Rehabilitation Crafts Key to Rebuilding Real World Skills

It’s fun to make stuff. Crafting activities at Pate are a part of active rehabilitation, not just entertainment to break up the therapy day. Rehabilitation crafts accomplish a lot of things at once. As therapy they can build attention skills, strengthen executive problem solving and provide practice in delicate motor movement. It’s occupational therapy that doesn’t feel like therapy at all.

There are real benefits to crafting. There’s the pleasure in making something by hand. Crafts can also reduce stress, provide distraction from worries, create positive feelings and engagement with others, and also promote a sense of well-being. Many crafters enjoy the sensation of flow, a feeling of effortless absorption that’s been described as blissful.

It’s not just the activity of crafting that is therapeutic. Therapists at Pate use the entire process of preparing for crafting as practice in real world skills. Patients may go on field trips to pick out the materials they need, go through the checkout line and handle the money, and sort and organize the materials back at Pate for use by the group.

For a recent holiday crafts show presented by our supported living residence patients, they literally went the distance with this project, traveling to Home Depot, buying wood and sandpaper and then prepping the wood themselves.

rehabilitation crafts for holiday sale

They sanded. They painted. They glued. They made labels. They even added twine ribbons for a perfect presentation.

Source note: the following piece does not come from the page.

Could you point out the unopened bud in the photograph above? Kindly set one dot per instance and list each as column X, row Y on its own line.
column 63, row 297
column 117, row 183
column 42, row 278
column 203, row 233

rehabilitation crafts art supplies

All that took effort, stamina and focus. These are all activities of daily living (ADLs) which people must have when they finish rehabilitation and head back to their lives.

peace poles by walkway

For people with brain injuries or who have had a stroke, things we do without thinking like shopping, making a list or putting purchases away may need to be relearned or practiced. The entire crafting process can be valuable rehearsal time.

man scrapbooking in rehabilitation crafts

In our continuing quest to always focus on returning people to their real-world environments, Pate Villa Creek Dallas location therapists actually made their own “Home Depot” style wall to simulate examining products and choosing between items right on the treatment floor!

rehabilitation simulation of shopping at home depot

Rehabilitation crafts can also be an excellent way to reconnect people to their hobbies, a vital part of resuming a life with meaning. Because of Pate’s personalization model, we ask patients and their families what specific activities the person likes so we can incorporate them if possible into treatment.